I was asked an interesting question once after running an internal hackathon for my organization's engineering teams; “Why can’t we always make this much progress and innovation?” It’s a fascinating observation, but sadly, the answer is simple: Agile (capital “A”) and the industry surrounding it are trying to turn software engineers into factory workers. And, they hate it.
Software engineers, those most mercurial of employees, are a wonderful mix of technologists and frustrated artists. They long to build things but simultaneously create something magical, new, and inspiring. Wrote George Sand in the 19th century, “Art for art's sake is an empty phrase. Art for the sake of truth, art for the sake of the good and the beautiful, that is the faith I am searching for.” Nothing better sums up the software engineer of the 21st century.
But, but . . . how are those talented, frustrated artists with incredible technical acumen used today? They are given lists created by people who are, at best, no more creative than they are and forced to provide those lists with “story points” and thence work on them one-by-one just like an assembly line worker doing the trade in a line. Engineers are told that product management decides the “what,” and they just do the “how,” and so they are forced, these incredibly expensive and creative people, to work their line items decided upon others.
To consider how wasteful this is, I must give an aside to the reader of my past. When I was a young man, I got my first real job at Walt Disney World, working at the world-famous Jungle Cruise. The Jungle Cruise is famous not just because of Walt Disney’s personal involvement in it or its iconic river cruise down the great rivers of the planet but because it is, effectively, the only place in any Disney Park from Paris to Hong Kong, where the Disney cast member gets to be a stand-up comic for 10 mins, over and over again, with a script that at the time was hmmmm, like traffic laws in Jakarta, mere suggestions.
The list of people who were Jungle Skippers like myself is legendary, including Robin Williams, Kevin Costner, and John Lasseter. And let me tell you, the selection process and training were quite the challenge. Brutal even. But at the end of that process, if you made it and became a skipper, and the wash-out rate was quite high back in the 80s, then you were alone, without any monitoring, with thirty Disney guests, for ten minutes, in a boat. Was I told at the tender age of 18 to be careful and stick to the guidelines and guardrails of what I could and could not say? Sure. But the biggest mandate I was given was to make sure the guests have fun and be funny. Use my creativity and inventiveness to make every experience great.
We, the software industry, are doing the opposite of how Disney treated a young creative innovator many years ago. We are stifling our expensive engineers and turning them into widget makers.
So, what is the answer to the original question? Well, hackathons have no product or release management, standups, process, formal security reviews, PR/CRs, and none of the expected lore of Agile (capital “A”). All these things still happen in the flow of the hackathon, but they aren’t the formal “ceremonies” that crush innovation. The code that is created out of a hackathon is as good or better than what comes out of “the process,” but it is created faster, with more creativity; whole new ideas for things are thought of, built, and ready to ship in a week or two, all when you take away the things that stop the frustrated engineering artists from doing great things in the first place.

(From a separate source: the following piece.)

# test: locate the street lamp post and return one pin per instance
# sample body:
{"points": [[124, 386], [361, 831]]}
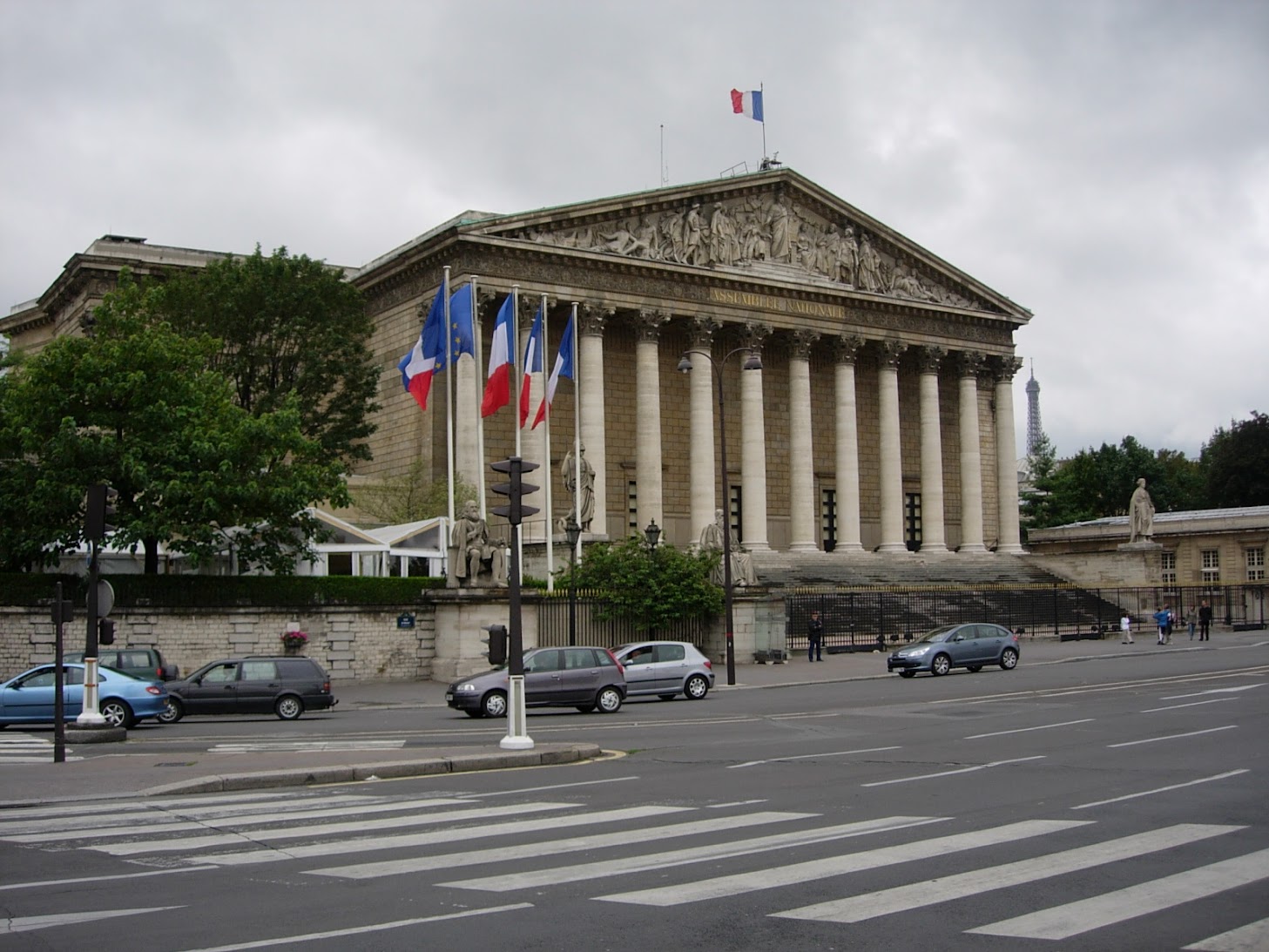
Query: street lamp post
{"points": [[572, 532], [752, 363]]}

It isn’t that agile is bad, or that all agile practices are bad. It is that Agile (capital “A”) is strangling the creativity out of our engineers.
Disney wanted me to be funny, so they chose me and trained me so that I could delight their guests with my imagination and creativity. We want more velocity and features in our software; stop the madness of making engineers line-item processors and let them make magic for you.
And yes, I would love to go around that river one more time and tell those jokes that I can still recite, “Rise like bread, it’s the yeast you can do for me . . . I’m on a roll.”